Am Höhepunkt der Tour wartet nahe des Peitlerkofels auf den Peitlerwiesen, etwas von der Route weg nach Südosten, die Almhütte Vaciara auf Gäste. Hier kann man auch übernachten: gscnara.it. Nach dem Gömajoch gibt es zwei Möglichkeiten: Die Gömahütte (Ütia de Göma) kommt recht bald nach dem Joch in Sicht; die Peitlerhütte (Ütia Sot Pütia) liegt ein Stück weiter unten.

Beste Zeit

Ende Juni bis Oktober

Karte

Tabacco, Blatt 030 Brixen/ Villnöss, 1:25 000, 9,90 Euro; Kompass, Blatt 56 Brixen, 1:50 000, 7,95 Euro.

Infos

Tourismusverein Villnösser Tal, Tel. 00 39/04 72/ 84 01 80, villnoess.com

Route

Vom Würzjoch wandert man auf der Almstraße (Weg 8 A) zur Munt de Fornella.
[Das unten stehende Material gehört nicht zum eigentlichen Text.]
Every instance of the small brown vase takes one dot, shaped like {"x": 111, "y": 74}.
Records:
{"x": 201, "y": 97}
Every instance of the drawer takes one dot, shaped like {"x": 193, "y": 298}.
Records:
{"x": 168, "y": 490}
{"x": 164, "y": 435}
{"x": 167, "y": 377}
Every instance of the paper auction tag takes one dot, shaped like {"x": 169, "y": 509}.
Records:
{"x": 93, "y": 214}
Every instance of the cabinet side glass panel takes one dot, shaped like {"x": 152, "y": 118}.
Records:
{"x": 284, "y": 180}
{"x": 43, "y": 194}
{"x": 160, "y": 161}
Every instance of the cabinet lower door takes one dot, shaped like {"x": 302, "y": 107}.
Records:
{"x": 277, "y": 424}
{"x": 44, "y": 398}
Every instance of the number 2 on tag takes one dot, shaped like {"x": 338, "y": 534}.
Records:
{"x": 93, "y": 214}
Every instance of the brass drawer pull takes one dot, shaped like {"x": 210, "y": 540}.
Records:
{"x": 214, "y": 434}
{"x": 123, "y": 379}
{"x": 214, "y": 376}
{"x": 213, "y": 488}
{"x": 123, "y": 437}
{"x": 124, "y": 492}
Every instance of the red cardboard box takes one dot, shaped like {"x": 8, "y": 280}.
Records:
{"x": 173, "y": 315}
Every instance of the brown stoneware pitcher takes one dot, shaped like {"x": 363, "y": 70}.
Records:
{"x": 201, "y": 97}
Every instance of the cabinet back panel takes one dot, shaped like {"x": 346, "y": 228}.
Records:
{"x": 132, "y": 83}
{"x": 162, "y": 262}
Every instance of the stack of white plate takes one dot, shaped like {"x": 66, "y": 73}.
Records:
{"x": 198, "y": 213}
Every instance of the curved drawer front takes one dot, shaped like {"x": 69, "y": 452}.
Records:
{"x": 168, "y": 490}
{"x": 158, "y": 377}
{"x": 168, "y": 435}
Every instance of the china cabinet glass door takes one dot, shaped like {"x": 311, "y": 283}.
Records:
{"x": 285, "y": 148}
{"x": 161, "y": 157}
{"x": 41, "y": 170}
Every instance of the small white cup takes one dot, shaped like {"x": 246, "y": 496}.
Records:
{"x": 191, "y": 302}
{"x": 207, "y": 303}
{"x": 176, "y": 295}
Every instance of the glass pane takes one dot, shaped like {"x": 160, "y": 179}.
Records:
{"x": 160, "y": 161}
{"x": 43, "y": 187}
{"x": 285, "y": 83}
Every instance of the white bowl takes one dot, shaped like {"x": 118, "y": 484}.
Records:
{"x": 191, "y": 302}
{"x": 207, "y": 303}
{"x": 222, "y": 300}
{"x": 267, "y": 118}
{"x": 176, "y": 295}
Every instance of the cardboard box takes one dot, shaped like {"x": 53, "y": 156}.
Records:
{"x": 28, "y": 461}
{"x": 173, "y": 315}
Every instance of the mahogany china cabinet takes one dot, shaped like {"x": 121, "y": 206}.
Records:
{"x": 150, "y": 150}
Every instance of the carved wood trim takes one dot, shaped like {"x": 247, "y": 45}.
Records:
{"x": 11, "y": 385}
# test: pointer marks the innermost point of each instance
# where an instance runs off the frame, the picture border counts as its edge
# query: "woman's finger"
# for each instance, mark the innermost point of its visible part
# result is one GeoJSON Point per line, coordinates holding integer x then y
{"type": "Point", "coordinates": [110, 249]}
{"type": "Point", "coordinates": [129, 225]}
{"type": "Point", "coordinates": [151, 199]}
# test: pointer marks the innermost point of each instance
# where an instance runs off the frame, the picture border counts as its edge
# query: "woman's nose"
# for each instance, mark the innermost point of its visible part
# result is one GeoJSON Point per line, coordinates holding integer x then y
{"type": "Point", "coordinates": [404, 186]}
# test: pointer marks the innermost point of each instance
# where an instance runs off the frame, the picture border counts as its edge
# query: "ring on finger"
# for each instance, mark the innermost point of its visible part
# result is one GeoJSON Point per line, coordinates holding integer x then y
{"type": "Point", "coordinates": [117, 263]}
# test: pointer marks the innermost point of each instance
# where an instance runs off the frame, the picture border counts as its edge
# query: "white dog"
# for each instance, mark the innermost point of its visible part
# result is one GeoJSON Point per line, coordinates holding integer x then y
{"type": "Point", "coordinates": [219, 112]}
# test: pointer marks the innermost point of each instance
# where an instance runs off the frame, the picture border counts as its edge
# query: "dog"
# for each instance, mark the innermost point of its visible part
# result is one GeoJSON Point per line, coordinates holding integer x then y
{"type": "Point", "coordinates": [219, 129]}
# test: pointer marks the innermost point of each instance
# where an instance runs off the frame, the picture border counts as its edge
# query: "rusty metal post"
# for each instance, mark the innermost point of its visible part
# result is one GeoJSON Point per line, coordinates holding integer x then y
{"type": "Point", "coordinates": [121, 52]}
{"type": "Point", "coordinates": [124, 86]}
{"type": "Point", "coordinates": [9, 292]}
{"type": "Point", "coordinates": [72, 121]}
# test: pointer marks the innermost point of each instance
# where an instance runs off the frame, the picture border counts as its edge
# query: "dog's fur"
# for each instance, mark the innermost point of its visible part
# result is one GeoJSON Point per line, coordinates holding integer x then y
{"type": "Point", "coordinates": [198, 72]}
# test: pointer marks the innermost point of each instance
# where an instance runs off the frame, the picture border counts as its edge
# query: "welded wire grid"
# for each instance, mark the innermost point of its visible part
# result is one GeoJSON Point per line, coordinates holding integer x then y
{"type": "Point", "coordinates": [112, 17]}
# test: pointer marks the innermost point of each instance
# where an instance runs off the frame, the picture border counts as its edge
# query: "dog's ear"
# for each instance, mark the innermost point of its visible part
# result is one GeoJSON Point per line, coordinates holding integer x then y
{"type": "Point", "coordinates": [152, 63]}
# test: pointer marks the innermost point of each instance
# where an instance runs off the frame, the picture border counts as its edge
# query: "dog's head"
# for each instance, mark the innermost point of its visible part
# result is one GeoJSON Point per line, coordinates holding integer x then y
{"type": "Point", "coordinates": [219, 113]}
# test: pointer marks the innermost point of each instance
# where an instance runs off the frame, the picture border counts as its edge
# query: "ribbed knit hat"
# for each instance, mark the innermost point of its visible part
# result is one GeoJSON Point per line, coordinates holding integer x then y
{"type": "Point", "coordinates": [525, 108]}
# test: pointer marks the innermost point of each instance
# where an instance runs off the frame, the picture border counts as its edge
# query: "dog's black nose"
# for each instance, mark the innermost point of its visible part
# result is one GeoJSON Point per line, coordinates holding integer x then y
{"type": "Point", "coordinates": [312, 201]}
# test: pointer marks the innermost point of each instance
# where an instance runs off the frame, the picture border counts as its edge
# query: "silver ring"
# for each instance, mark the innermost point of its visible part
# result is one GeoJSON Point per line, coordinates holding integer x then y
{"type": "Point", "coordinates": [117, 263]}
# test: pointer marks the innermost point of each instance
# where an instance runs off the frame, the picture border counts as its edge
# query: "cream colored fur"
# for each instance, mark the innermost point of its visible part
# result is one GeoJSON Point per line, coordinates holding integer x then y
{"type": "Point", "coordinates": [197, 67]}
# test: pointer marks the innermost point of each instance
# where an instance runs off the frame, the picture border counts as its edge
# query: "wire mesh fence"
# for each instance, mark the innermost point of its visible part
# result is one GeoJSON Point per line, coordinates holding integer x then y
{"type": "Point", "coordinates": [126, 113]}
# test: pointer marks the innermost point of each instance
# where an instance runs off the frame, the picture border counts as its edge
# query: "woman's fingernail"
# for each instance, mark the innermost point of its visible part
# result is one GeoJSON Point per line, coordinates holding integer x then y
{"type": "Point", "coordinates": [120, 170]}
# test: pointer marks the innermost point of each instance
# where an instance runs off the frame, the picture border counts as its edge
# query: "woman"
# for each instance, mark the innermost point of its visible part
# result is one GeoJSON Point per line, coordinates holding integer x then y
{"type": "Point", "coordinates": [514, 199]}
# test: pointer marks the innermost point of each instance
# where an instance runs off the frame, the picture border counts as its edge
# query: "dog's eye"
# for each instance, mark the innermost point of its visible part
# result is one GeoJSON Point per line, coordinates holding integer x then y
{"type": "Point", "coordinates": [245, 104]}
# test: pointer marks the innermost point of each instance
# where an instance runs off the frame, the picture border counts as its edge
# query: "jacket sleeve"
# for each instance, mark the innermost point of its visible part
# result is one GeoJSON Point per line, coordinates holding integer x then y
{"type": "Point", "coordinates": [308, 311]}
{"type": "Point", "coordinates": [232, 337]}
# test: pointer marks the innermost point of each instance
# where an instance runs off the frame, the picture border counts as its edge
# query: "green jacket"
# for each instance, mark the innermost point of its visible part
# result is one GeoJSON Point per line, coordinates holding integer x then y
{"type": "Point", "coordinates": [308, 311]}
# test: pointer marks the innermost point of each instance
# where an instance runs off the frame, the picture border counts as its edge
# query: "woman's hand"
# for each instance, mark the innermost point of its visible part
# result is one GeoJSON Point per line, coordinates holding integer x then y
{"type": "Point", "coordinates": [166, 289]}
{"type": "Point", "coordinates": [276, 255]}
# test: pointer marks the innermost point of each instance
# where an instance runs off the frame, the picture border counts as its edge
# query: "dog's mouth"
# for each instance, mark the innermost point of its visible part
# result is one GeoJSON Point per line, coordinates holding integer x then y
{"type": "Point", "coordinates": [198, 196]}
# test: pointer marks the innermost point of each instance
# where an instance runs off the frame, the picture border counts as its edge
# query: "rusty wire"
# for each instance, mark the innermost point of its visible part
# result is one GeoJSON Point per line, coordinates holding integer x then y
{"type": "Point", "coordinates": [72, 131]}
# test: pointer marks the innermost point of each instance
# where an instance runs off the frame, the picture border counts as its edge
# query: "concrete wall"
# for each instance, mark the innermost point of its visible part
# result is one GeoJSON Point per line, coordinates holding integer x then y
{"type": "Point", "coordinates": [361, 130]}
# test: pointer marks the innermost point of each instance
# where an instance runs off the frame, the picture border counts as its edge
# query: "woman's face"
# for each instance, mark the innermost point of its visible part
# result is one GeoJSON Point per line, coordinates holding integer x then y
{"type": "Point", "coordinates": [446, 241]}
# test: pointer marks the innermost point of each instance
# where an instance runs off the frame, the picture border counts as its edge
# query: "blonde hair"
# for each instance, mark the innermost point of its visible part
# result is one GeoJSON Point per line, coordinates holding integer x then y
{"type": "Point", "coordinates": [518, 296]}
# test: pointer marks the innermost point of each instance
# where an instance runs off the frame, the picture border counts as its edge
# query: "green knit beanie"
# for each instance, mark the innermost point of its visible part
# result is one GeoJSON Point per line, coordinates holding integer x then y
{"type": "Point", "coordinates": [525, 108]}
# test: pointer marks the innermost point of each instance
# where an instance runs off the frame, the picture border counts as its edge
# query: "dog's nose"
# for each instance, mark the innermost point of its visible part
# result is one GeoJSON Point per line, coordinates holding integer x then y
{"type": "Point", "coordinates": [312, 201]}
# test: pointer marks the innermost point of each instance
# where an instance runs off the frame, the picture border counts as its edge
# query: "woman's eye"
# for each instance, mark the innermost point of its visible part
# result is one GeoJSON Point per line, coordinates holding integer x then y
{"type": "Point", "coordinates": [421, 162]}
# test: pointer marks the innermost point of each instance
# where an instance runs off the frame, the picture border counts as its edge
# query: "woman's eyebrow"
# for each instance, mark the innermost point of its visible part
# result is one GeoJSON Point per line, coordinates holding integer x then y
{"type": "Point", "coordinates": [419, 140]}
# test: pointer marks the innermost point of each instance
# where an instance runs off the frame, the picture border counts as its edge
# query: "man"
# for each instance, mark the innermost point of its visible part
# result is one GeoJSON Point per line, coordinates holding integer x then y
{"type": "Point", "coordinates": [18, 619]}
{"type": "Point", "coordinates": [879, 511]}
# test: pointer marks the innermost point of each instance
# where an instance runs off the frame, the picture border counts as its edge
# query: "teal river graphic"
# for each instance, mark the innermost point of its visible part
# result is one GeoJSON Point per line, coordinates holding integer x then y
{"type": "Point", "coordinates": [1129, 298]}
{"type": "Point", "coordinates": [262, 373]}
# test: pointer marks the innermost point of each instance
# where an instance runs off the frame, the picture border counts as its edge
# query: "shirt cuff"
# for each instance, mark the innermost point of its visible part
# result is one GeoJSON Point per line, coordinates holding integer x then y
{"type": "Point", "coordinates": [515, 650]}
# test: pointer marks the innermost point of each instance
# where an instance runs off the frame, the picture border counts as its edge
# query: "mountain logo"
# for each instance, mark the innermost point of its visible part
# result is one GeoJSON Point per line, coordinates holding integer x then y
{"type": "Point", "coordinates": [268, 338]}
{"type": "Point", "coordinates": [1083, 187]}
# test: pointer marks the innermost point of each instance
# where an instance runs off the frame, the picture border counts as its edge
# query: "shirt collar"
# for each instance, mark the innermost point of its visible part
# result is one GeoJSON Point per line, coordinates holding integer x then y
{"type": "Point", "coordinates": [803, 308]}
Dort verzweigt sich der Weg, und man startet am besten gegen den Uhrzeigersinn. Vorteil:Die steinschlaggefährdete Passage ist noch nicht von der Sonne erwärmt. Die Route quert unter den Westabstürzen des Peitlerkofels zum Graben des Schartenbaches. Es folgt ein kräftiger Anstieg durch die Schotterflanken des Grabens zur Peitlerscharte (2357 m). Die Aussicht entschädigt für die Anstrengung. Im Norden reihen sich die Tauern, im Osten Kreuzkofel, Sellastock und Puez-Gruppe aneinander. Wer den Rundblick steigern möchte, steigt auf den Gipfel. Dieser bleibt jedoch routinierten Berggängern vorbehalten; die heiklen Stellen sind klettersteigähnlich abgesichert. Mit anderthalb Stunden bis zum Gipfel muss man rechnen. Alternativ und gemütlicher geht es südöstlich etwa 200 Höhenmeter hinab und dann auf dem Weg Nr. 35 nach links. Wer kurz von der Route abweicht, kann in der Almhütte Vaciara einkehren. Dann weiter über die blumenreichen Peitlerwiesen. Am Gömajoch (2111 m) knickt die Route nach Nordwesten, verliert an Höhe. Weg Nr. 35 rechts liegen lassen; man folgt nun dem Weg 8 B, bis der Kreis sich schließt.